Google’s AI Agents End Passive Shopping — CX Shift Now

Google Cloud introduces ‘agentic commerce’ — brands like Reebok report 60% higher ROAS. Learn how AI agents are transforming CX and why your brand must adapt or lose customers.
Google’s AI Agents End Passive Shopping — CX Shift Now
  • Google Cloud announces a shift to “agentic commerce,” where AI agents proactively drive purchases and experiences.
  • Carrie Tharp, VP at Google Cloud, highlights brands such as Reebok seeing up to 60% higher ROAS using AI agents.
  • The new agentic approach rewrites customer experience (CX), replacing passive shopping with personalized, action-oriented agents.
  • Brands face urgent strategic choices: adopt agentic commerce to capture growth or risk falling behind.

Passive Shopping Is Dead: Google Unveils Agentic Commerce

What Google announced

Google Cloud is positioning the next major wave in commerce as “agentic commerce” — a model in which AI agents act on behalf of consumers and brands to search, compare, recommend and complete transactions. According to Google Cloud leadership, these agents move beyond passive product discovery and catalyze direct, measurable business outcomes for brands that adopt them early.

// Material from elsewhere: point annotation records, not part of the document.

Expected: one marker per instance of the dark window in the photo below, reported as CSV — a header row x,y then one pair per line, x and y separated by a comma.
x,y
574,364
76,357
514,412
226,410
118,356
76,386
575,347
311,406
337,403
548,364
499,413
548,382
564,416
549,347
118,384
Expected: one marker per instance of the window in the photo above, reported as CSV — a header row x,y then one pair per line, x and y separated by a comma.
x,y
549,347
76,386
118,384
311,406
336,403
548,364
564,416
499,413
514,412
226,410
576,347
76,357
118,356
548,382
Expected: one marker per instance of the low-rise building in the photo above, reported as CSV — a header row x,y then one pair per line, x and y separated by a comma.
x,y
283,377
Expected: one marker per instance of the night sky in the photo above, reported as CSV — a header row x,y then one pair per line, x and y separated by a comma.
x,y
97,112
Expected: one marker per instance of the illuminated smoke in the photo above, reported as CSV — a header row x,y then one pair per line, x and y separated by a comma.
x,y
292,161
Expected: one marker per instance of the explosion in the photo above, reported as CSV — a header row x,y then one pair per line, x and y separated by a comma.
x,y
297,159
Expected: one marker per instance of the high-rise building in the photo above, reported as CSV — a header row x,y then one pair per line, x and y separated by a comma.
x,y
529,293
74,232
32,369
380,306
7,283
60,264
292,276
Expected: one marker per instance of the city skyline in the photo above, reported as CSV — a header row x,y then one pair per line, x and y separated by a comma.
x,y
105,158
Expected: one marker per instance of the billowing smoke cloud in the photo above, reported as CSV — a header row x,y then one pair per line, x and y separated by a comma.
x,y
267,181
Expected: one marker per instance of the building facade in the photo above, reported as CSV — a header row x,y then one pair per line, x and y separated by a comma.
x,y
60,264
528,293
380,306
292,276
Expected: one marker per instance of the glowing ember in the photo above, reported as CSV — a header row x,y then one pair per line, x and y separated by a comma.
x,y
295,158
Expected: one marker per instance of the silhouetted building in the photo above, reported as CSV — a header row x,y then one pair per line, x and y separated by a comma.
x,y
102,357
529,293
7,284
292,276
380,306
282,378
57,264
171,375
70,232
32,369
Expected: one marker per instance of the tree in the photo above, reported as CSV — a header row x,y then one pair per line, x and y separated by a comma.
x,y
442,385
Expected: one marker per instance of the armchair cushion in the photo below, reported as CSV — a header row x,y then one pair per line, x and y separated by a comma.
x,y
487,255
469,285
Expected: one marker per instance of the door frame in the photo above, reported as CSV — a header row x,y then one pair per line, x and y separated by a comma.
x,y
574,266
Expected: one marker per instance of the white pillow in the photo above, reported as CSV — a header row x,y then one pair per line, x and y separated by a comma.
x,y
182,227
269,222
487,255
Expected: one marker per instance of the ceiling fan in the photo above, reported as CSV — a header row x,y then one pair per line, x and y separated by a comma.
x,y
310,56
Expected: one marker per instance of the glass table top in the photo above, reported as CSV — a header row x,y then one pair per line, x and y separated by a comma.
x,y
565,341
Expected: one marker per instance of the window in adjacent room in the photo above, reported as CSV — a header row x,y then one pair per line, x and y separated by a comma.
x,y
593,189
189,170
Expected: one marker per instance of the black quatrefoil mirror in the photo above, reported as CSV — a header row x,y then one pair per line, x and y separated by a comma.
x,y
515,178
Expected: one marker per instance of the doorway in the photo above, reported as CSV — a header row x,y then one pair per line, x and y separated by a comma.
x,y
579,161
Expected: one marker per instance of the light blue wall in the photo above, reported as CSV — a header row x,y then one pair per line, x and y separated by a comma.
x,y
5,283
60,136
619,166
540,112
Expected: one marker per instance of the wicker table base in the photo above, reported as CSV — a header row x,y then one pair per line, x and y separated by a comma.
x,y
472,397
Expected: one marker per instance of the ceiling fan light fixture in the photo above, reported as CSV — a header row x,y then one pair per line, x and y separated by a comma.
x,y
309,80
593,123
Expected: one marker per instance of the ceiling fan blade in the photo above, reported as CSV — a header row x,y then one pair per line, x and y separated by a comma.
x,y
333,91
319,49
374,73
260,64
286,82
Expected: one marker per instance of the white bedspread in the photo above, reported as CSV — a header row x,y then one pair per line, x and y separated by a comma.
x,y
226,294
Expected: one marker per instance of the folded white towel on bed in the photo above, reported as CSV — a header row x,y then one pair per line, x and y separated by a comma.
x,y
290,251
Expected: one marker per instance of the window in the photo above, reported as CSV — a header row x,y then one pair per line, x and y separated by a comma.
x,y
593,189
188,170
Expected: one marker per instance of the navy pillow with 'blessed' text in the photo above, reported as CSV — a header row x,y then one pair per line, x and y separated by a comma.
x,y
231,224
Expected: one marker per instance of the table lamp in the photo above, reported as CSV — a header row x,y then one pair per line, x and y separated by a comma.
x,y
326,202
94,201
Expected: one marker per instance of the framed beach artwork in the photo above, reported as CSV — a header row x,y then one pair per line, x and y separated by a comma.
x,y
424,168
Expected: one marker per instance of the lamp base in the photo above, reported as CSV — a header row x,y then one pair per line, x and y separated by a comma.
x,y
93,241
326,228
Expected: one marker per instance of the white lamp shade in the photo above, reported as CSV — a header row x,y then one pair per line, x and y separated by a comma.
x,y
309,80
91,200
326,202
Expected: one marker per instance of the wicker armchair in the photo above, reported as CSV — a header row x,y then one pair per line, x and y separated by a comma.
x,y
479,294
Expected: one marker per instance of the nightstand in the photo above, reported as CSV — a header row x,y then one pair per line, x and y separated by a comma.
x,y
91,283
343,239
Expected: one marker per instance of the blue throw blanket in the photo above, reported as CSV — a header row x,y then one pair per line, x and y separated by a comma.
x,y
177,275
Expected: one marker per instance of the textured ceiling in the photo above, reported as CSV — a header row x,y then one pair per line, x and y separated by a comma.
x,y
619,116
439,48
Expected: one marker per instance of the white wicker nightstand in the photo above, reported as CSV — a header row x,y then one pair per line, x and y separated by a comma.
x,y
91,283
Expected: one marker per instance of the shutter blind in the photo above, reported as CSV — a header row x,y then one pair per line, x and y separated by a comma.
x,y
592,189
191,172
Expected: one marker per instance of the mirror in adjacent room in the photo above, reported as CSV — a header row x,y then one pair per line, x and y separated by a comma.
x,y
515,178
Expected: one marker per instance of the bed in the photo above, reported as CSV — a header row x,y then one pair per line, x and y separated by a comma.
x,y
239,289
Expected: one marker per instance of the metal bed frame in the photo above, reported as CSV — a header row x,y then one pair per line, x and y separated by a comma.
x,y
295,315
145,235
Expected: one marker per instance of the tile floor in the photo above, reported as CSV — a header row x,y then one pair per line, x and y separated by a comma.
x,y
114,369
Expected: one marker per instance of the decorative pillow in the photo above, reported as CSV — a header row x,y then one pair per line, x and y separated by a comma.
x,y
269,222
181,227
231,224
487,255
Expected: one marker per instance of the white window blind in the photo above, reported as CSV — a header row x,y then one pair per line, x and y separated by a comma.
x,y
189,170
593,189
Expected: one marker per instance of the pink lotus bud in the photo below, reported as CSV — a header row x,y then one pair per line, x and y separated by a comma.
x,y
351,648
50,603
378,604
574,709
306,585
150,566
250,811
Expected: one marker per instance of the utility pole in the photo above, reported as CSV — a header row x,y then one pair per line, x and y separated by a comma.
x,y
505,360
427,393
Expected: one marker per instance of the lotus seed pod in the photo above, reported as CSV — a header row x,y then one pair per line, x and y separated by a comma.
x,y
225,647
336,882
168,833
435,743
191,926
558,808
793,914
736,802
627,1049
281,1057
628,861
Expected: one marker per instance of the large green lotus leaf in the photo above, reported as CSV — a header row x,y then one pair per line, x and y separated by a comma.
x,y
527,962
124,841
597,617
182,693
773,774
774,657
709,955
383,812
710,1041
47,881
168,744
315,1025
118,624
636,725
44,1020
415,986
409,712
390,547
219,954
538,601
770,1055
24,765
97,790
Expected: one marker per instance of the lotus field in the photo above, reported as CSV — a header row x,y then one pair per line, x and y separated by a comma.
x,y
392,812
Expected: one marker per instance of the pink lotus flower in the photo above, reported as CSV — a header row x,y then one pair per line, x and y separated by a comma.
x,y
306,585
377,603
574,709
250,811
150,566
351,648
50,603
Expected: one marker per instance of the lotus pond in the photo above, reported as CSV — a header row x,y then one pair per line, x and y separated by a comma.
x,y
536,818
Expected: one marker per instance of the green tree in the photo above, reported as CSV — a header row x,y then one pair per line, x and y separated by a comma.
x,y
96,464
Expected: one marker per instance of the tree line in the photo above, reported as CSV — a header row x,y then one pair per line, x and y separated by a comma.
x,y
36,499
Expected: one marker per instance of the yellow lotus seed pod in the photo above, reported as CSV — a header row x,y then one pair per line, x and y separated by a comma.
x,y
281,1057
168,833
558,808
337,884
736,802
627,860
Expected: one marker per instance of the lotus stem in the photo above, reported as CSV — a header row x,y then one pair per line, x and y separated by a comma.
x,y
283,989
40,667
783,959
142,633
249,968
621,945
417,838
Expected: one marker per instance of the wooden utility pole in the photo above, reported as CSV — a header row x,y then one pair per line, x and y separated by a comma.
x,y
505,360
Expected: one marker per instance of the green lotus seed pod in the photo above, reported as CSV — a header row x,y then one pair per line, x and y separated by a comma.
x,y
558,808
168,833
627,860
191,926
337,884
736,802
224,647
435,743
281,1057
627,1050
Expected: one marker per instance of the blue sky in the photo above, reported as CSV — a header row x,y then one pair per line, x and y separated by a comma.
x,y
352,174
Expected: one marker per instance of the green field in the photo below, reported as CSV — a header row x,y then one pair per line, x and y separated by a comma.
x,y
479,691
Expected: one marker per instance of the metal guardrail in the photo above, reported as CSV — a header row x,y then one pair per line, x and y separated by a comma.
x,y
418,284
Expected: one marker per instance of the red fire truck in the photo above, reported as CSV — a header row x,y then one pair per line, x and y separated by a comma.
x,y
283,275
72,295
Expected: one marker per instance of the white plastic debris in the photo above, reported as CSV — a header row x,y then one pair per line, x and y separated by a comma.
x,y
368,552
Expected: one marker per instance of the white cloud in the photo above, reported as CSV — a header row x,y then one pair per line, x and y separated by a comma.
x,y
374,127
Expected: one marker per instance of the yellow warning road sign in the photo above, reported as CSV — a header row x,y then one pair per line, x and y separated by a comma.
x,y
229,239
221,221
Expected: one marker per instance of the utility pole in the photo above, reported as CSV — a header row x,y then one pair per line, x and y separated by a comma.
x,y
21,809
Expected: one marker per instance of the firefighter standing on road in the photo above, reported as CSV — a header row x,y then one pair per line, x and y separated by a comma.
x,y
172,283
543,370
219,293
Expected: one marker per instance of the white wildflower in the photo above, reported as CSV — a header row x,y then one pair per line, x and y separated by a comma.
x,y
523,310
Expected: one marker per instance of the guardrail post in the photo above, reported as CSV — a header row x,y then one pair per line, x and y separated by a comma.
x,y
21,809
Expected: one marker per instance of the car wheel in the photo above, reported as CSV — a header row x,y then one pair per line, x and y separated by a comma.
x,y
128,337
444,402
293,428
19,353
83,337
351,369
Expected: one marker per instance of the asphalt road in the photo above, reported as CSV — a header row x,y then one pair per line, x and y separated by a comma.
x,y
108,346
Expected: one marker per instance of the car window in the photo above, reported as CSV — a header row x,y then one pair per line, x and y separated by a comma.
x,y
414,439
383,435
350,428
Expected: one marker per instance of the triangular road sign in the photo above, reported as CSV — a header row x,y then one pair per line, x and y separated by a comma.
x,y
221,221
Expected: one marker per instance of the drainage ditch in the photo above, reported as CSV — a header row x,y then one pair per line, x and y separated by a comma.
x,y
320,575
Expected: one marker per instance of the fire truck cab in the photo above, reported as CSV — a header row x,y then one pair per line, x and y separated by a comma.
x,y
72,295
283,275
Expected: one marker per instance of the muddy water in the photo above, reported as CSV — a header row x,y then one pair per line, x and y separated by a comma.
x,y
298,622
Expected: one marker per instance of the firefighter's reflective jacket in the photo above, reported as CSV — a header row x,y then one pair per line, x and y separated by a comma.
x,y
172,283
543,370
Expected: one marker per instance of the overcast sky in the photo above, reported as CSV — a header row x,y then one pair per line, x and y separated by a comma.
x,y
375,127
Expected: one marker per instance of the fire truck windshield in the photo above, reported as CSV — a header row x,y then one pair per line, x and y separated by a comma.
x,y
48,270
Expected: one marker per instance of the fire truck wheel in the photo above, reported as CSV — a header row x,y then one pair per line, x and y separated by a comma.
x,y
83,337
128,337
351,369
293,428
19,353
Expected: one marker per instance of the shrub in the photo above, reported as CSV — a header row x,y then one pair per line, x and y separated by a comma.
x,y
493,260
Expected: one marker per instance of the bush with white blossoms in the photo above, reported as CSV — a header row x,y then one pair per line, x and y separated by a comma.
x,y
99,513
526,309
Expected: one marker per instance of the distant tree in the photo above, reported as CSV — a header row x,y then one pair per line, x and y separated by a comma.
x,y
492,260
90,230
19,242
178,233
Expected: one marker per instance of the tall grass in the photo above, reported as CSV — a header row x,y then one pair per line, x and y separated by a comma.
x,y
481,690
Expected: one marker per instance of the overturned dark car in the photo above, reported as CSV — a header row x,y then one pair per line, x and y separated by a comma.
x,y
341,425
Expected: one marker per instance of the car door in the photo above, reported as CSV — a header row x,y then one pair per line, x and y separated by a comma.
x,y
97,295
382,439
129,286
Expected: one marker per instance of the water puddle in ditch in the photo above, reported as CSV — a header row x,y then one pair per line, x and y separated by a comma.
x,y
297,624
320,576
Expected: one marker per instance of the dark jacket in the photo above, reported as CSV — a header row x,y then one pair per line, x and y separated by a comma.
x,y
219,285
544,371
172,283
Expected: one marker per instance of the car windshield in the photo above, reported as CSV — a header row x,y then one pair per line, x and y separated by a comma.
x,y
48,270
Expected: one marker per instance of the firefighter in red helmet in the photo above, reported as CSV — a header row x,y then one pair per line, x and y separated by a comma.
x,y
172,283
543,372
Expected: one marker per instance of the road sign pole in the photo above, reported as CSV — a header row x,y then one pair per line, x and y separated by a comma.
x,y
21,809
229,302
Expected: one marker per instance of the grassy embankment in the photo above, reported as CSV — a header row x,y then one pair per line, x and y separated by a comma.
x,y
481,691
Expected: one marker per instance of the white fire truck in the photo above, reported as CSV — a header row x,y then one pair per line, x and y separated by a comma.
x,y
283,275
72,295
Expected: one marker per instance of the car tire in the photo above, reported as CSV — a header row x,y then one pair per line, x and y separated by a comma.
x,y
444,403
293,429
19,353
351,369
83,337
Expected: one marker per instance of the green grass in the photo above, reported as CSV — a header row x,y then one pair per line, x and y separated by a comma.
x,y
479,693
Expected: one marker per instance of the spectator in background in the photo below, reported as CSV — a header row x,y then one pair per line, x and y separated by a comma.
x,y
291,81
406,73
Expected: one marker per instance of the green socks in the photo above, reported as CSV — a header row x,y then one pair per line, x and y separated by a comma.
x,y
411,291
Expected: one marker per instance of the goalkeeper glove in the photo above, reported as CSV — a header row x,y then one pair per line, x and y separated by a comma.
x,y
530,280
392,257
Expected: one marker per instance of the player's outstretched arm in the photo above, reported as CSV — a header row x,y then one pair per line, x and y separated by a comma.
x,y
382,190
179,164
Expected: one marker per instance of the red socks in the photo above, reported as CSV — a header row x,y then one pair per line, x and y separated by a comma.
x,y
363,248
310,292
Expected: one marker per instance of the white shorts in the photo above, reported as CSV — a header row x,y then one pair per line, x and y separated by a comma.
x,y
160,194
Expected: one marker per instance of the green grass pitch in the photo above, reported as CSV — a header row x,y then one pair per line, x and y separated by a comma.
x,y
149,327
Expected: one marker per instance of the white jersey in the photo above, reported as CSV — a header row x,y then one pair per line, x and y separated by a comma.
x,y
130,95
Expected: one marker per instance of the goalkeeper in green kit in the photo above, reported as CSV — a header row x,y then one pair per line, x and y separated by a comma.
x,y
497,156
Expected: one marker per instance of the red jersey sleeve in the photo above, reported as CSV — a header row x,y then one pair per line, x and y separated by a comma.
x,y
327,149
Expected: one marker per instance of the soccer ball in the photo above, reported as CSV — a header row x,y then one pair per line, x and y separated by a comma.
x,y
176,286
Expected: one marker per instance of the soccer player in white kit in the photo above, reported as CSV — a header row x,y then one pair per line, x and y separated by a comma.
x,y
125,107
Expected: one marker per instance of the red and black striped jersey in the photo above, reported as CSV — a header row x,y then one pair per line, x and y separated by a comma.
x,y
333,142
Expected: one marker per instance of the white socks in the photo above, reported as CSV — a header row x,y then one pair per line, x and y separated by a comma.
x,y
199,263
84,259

Real results: Reebok and the promise of higher ROAS

Carrie Tharp, VP at Google Cloud, pointed to early adopters such as Reebok. Brands using agentic workflows have reported notable uplifts in return on ad spend (ROAS), with cited gains as large as 60%. Those figures underline the commercial potential of agents that can personalize, optimize and convert in real time across search and shopping surfaces.

How agentic commerce rewires CX

Agentic commerce changes customer experience in three key ways:

  • Proactivity: Agents surface products and offers based on intent signals rather than relying on the customer to find them.
  • Personalization at action: Agents can assemble tailored shopping flows and complete transactions with minimal friction.
  • Measurable outcomes: Early case studies emphasize direct KPIs — conversions and ROAS — tying agent behavior to business impact.
Opportunities and immediate implications for brands

For marketers and commerce leaders, agentic commerce presents both a major opportunity and a strategic urgency. Brands that quickly design agent-aware experiences can capture attention and spend more efficiently; those that delay risk ceding high-intent customers to competitors integrating agents across search and retail touchpoints.

Challenges and considerations

Despite promising results, agentic commerce brings questions around data, privacy, brand control and measurement. Brands will need robust guardrails to ensure agents act in ways that reflect brand values and privacy commitments, and they must rework attribution models to capture agent-driven conversions accurately.

What to do next

Start testing: pilot agent-driven experiences in low-risk use cases, measure ROAS and customer satisfaction, and iterate. Invest in data governance and UX design that keeps customers in control while enabling agents to deliver value. The early wins reported by brands such as Reebok create strong social proof — and a clear FOMO signal for laggards.

Google’s “agentic commerce” message is unambiguous: passive discovery is ending. Brands that adapt will benefit from more efficient ad spend and frictionless CX; those that don’t risk losing customers to smarter, agent-enabled competitors.